第42話 名剣

 グレコは、グレーターデーモンを倒して手に入れた剣を持って、武器屋を訪れていました。


「親父さん、これ、ダンジョンの第10層で宝箱から見つけた剣なんだが、正体わかるかい?」


「む、鑑定料500G」


「相変わらず、がめついなぁ。ほらよ」


 武器屋の親父さんは、剣を鞘から抜いて、しばらく眺めたり、軽く降ったり、刃を撫でたりしていました。そして、言いました。


「グレコ、お前、とんでもないものを拾ったな」


「え、そんなに良いものなの?」


「ばかめ、知らんのか! これは『カシムの剣』だ。古代の刀匠カシムが、今は滅びたエルフの魔法技術まで注ぎ込んで作った名剣の一本だ。今では、武器自体に魔法を付与して特殊効果をもたせた剣が魔法剣としては一般的だが、カシムの剣は、純粋に切れ味を魔法で鍛え上げた正真正銘の名剣だ。戦士としてこれ以上の剣に出会えることは一生のうちにまずない」


「本当かよ」


「ミスリルソードと打ち合えば、ミスリルの方が刀身を切断されるぞ」


「信じられん・・・」


「まあ、ちょっとそこの丸太でも切ってみろ。いや、おまえは突きが得意だったか。突きでもいいぞ」


 そういって、武器屋の親父さんは、店の軒先に試し切り用に立ててある丸太を顎で示しました。丸太は直径30cmほどもあるものです。

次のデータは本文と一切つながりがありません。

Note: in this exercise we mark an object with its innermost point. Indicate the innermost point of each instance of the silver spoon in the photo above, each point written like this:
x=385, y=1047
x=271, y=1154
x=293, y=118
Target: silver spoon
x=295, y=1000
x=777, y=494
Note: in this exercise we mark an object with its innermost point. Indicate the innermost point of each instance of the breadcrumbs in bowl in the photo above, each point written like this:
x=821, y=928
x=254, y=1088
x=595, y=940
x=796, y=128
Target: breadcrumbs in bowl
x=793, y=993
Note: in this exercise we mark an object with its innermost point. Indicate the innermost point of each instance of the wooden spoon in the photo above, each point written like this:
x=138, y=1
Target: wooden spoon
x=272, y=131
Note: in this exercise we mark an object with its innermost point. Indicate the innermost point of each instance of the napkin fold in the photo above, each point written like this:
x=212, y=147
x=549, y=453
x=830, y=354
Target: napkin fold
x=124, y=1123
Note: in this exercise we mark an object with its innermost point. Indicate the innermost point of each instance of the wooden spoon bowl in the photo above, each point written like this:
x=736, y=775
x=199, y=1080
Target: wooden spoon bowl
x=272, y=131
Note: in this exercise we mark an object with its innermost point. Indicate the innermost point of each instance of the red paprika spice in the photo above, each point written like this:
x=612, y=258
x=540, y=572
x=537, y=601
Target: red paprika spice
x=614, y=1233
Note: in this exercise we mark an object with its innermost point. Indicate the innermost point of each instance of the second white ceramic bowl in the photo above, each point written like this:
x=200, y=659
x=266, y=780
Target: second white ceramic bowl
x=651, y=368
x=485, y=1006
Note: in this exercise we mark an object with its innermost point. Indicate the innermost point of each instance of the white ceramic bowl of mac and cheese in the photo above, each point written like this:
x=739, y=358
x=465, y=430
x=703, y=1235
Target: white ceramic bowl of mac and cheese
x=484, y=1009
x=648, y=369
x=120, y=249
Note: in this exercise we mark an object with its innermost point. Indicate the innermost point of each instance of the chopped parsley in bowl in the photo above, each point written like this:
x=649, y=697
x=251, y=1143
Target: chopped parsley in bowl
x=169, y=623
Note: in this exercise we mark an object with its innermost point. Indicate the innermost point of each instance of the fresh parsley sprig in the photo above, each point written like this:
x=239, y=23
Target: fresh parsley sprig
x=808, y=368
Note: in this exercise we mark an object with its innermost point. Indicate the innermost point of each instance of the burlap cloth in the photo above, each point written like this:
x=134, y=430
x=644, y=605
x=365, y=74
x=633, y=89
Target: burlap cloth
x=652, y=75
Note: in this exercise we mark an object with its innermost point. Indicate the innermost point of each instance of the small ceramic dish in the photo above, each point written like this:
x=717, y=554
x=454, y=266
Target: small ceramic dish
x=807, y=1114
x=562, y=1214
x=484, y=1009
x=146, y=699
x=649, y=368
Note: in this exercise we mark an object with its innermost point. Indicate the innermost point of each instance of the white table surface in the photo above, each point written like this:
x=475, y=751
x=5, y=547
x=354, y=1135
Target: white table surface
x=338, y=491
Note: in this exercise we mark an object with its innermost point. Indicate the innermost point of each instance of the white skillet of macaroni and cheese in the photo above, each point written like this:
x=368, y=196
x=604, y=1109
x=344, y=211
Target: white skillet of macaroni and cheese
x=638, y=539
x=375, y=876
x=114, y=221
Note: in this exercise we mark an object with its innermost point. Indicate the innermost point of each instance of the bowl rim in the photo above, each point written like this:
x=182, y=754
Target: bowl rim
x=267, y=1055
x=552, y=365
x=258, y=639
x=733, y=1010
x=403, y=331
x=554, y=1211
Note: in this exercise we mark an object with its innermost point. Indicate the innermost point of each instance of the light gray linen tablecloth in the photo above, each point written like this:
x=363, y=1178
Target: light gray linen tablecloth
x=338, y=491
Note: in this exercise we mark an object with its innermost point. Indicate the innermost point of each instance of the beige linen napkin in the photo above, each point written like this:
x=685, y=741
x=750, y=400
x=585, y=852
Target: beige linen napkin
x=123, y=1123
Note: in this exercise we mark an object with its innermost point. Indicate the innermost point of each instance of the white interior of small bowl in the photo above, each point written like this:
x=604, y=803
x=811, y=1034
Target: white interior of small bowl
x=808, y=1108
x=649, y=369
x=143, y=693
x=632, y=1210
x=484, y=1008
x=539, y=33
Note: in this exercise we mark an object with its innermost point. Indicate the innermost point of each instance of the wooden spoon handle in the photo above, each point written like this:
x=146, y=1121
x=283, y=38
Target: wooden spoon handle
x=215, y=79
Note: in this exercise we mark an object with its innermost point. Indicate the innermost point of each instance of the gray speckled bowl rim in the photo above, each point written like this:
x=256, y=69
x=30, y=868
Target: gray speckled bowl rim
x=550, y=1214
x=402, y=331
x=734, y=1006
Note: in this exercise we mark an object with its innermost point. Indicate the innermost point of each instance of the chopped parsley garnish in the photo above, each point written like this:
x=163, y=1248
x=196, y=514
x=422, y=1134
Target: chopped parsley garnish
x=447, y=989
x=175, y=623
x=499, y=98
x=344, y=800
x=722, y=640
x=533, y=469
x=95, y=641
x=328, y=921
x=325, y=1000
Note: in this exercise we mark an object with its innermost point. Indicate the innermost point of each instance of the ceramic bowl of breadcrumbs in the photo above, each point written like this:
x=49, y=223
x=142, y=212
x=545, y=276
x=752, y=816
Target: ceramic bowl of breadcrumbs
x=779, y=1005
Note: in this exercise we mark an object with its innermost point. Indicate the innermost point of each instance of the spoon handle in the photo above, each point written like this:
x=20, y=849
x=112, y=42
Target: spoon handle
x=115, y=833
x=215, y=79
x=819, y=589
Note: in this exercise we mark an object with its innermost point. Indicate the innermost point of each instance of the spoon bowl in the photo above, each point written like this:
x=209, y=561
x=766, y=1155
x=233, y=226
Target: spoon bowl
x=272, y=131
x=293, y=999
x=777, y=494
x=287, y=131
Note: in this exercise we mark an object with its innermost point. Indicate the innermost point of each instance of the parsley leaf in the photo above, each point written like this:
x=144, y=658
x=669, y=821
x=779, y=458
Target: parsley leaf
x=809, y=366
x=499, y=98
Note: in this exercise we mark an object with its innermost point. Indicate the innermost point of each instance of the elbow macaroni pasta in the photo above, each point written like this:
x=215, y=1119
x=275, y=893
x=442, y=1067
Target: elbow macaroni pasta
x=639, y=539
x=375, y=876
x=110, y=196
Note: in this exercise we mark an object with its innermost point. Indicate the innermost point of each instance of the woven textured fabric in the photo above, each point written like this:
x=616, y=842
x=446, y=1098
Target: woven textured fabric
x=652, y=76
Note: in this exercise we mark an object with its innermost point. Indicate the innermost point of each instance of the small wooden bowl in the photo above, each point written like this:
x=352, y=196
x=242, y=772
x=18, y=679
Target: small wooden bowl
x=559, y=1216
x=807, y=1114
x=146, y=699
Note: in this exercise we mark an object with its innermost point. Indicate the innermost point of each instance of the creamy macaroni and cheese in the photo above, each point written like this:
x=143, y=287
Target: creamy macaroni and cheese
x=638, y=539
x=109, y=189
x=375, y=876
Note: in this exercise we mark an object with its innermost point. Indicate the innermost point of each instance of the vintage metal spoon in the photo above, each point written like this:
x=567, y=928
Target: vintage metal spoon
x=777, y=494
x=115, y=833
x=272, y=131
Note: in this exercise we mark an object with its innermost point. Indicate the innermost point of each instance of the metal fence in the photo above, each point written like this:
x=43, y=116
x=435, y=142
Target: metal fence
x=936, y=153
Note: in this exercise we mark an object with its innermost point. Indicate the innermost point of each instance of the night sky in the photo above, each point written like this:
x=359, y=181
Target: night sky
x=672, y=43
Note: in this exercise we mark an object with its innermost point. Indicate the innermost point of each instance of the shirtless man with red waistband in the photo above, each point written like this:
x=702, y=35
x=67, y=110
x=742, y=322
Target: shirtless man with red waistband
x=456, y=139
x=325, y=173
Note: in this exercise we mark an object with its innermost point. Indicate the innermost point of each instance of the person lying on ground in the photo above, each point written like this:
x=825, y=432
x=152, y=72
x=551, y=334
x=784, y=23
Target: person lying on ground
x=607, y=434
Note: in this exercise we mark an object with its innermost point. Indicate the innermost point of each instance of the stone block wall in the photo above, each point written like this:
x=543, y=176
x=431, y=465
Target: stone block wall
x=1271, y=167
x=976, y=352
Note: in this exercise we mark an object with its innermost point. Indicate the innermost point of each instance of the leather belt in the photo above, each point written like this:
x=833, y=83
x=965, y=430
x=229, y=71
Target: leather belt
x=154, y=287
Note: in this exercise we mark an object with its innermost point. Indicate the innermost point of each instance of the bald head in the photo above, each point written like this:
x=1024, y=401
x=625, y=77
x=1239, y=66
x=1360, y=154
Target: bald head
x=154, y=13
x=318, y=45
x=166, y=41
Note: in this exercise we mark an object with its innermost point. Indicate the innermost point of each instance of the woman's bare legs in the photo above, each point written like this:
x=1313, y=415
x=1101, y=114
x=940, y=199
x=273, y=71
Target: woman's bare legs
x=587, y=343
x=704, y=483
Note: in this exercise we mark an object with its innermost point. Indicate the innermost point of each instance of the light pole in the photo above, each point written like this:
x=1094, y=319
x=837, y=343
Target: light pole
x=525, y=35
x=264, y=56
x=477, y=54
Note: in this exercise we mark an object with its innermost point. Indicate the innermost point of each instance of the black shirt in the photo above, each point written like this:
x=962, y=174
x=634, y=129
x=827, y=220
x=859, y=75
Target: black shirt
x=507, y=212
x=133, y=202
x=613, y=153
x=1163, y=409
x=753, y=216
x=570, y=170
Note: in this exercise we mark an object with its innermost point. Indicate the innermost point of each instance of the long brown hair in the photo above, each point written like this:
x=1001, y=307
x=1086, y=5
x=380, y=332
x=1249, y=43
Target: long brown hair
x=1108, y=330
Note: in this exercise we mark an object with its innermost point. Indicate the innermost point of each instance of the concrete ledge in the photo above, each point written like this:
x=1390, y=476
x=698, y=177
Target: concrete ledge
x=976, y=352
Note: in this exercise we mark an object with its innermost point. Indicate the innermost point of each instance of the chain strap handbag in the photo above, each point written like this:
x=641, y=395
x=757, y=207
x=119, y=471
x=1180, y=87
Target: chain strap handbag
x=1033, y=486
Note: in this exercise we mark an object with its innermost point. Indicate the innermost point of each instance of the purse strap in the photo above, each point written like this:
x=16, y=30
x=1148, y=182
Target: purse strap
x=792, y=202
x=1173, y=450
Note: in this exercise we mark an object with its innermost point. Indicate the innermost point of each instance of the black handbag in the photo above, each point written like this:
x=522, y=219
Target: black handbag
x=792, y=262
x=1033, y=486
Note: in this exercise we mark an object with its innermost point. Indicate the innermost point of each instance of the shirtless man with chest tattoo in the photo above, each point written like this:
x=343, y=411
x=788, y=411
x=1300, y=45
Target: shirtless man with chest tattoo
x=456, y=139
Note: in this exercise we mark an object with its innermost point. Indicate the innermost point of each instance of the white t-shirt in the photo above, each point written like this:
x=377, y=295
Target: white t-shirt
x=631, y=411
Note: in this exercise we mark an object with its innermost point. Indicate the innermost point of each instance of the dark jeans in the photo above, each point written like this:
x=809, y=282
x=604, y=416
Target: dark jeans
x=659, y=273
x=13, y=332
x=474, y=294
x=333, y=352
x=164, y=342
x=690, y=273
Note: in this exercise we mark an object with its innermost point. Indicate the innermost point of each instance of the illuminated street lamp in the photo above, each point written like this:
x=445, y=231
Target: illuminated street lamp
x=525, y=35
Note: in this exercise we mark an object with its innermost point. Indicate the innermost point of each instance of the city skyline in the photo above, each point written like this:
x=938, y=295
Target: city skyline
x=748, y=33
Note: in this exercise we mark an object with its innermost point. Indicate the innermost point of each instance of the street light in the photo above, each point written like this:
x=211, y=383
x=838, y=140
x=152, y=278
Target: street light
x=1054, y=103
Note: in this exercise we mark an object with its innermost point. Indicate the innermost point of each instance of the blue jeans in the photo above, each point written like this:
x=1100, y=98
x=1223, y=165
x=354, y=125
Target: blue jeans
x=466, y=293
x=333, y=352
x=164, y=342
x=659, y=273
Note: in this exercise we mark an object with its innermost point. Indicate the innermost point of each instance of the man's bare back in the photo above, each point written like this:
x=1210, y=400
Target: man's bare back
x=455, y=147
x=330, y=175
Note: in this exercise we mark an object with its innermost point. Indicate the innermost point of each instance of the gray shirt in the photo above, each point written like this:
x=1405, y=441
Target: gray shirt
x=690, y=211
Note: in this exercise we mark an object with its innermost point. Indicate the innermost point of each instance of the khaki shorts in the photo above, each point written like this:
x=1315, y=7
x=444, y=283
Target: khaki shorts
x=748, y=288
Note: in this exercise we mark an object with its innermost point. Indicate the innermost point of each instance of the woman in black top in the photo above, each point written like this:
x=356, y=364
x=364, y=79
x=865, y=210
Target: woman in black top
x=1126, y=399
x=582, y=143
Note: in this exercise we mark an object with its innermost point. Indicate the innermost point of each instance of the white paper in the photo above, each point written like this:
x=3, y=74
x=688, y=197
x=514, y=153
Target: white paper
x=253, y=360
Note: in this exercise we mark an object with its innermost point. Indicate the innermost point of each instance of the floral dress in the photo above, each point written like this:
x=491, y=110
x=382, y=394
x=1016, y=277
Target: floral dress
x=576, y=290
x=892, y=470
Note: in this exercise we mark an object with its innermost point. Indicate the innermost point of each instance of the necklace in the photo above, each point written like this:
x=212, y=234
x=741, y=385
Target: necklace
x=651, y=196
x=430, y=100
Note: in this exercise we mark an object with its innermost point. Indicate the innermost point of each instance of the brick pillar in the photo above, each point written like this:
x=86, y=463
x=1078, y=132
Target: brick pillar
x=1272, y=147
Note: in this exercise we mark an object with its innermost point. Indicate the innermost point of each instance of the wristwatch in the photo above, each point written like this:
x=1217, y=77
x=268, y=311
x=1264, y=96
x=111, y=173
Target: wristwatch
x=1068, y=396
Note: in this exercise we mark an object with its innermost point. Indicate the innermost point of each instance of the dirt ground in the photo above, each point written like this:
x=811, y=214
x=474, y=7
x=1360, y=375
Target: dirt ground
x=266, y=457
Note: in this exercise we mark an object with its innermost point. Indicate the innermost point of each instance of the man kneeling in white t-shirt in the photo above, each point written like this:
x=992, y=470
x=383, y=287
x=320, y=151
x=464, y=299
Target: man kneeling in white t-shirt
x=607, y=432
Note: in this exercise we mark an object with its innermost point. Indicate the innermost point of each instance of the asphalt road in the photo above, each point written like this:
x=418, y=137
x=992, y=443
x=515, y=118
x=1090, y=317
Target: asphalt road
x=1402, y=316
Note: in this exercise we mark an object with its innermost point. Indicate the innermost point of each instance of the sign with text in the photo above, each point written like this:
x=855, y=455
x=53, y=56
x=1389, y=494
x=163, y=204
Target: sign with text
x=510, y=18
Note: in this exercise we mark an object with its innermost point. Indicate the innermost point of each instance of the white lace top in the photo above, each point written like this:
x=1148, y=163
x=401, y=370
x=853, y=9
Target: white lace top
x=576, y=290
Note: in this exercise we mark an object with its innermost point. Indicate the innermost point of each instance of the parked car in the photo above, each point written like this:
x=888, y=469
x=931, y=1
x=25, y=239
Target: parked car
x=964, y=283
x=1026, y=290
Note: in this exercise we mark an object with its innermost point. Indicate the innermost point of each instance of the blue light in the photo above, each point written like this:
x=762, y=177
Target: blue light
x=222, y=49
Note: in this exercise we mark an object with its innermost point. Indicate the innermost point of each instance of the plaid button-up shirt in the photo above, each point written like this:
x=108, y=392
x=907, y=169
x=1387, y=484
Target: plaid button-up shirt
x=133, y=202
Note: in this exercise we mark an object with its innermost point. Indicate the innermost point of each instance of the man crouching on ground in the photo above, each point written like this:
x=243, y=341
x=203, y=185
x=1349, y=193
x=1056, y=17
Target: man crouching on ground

 親父さんからカシムの剣を受け取ると、グレコは丸太の前に立って鞘から抜き払いました。

 ダンジョンで見つかる武具にはときに呪いがかかっていることがあるので、呪いを警戒していて、カシムの剣を鞘から抜いたのはこれが初めてでした。


 すると、まずは、その異常な軽さに驚きました。ミスリルよりも軽いのです。刀身の長さは、それまで使っていたミスリルソードよりも若干長くなっていました。それでも軽いとは、一体どんな金属を使ってあるのでしょうか? あるいは、魔法の力なのでしょうか?


 グレコは、カシムの剣を、軽く丸太に対して振り抜きました。すると、直径30cmの丸太がなんの抵抗もなく両断され、真っ二つになったのです。


「う、嘘だろ・・・切った手応えすらほとんどなかった・・・」


 続いて突きを放ってみました。


 軽く後ろ足を蹴ってステップし、体重移動だけで丸太に向かって突きを放つと、刀身は吸い込まれるように丸太を貫通していき、グレコが着地したときには、刀身の中ほどまで丸太に突き刺さっていました。さらに、抜こうとするとスルッと抜けます。普通、木に突き刺さった刃物は、木の繊維に挟まれて抜きにくくなるものなのですが。


「たしかに・・・これは魔法だ。魔法の剣だ」


 親父さんは、感心したように言いました。


「まさに伝説の名工カシムの切れ味だ。龍の鱗すら切断することだろうよ」


「なあ、これどうしたらいいの? 領主に献上とかしたほうがいいの?」


「あほか、自分で使えばいいだろう。ダンジョンで悪魔を倒して、おまえが拾ったんだから、そりゃおまえのものだ」


 後日、グレコはベリアルに、カシムの剣の処遇を相談しましたが、自分で使えということで一蹴されました。


 どうやら、グレコは、また強くなってしまったようです。ドラゴンスレイヤーとデーモンスレイヤーの両方の名を冠した戦士として、ふさわしい名剣を手に入れてしまいました。